The Maison du Sacre Coeur, or Sacred Heart House, provides numerous services to the Arab community in Haifa. Its primary mission, though, is to be a happy, loving home where sixty severely handicapped and mentally retarded children are given excellent care. With the financial support of the Catholic Near East Welfare Association, the French sisters who operate the Maison give dignity to lives which were previously ignored by the community. The Arab population knows the Maison as Beit el Nour, House of Light.

The program occupies a turn-of-the-century building in the crowded business section of Haifa, a major port on the Mediterranean. The beauty of its French architecture, with vaulted ceilings and arch-lined courtyard, had been deteriorating since 1948 when an outstanding women’s school had to close after the flight of Palestinian students. In the early 1970s, rather than let it stand idle and decay, the sisters refurbished the two-story, U-shaped structure as a home for the severely retarded and deformed children who are shunned by their culture. Most of these children die before adolescence.

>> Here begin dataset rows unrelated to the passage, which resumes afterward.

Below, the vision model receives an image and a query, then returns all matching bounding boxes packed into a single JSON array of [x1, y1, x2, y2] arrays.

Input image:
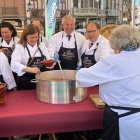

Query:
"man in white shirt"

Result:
[[81, 22, 114, 68], [48, 15, 86, 70]]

Five sisters, twenty employees, and occasional volunteers staff the Maison. Their commitment to the children ties them to what might seem an austere life. Yet they are charged with enthusiasm and contentment. Sister Simone has shared the secrets of the children since the home opened. She has learned that generous love is music to the humanity dancing within each severely retarded child. Every childcare worker in turn feels touched with a special grace and joy from contact with the children.

The children begin to reveal their secrets early each day. During her 7 a.m. bath Manal, a hydrocephalic who fiercely protects her large head from any contact, discloses that she really likes her hair washed under the spray. Iman, a four-year-old who lies silently by the hour, bursts into gales of laughter when bathed, towelled, and clothed.

The ingenuity, patience, and empathy of tireless workers let them communicate with each child. They always look for the best way to feed, dress, bathe, hold, and cuddle each child. Mitgal, whose lack of oxygen during birth left him spastic, needs to be tilted on his back so he can efficiently swallow food. Asaff, a microcephalic three-year-old, can feed himself so long as someone guides his hand from the bowl. Nonetheless, he can drink only if the milk is deftly poured down the back of his throat. Other temperamental children require their feeders to use clever tactics in order to penetrate their obstinant defenses during mealtime.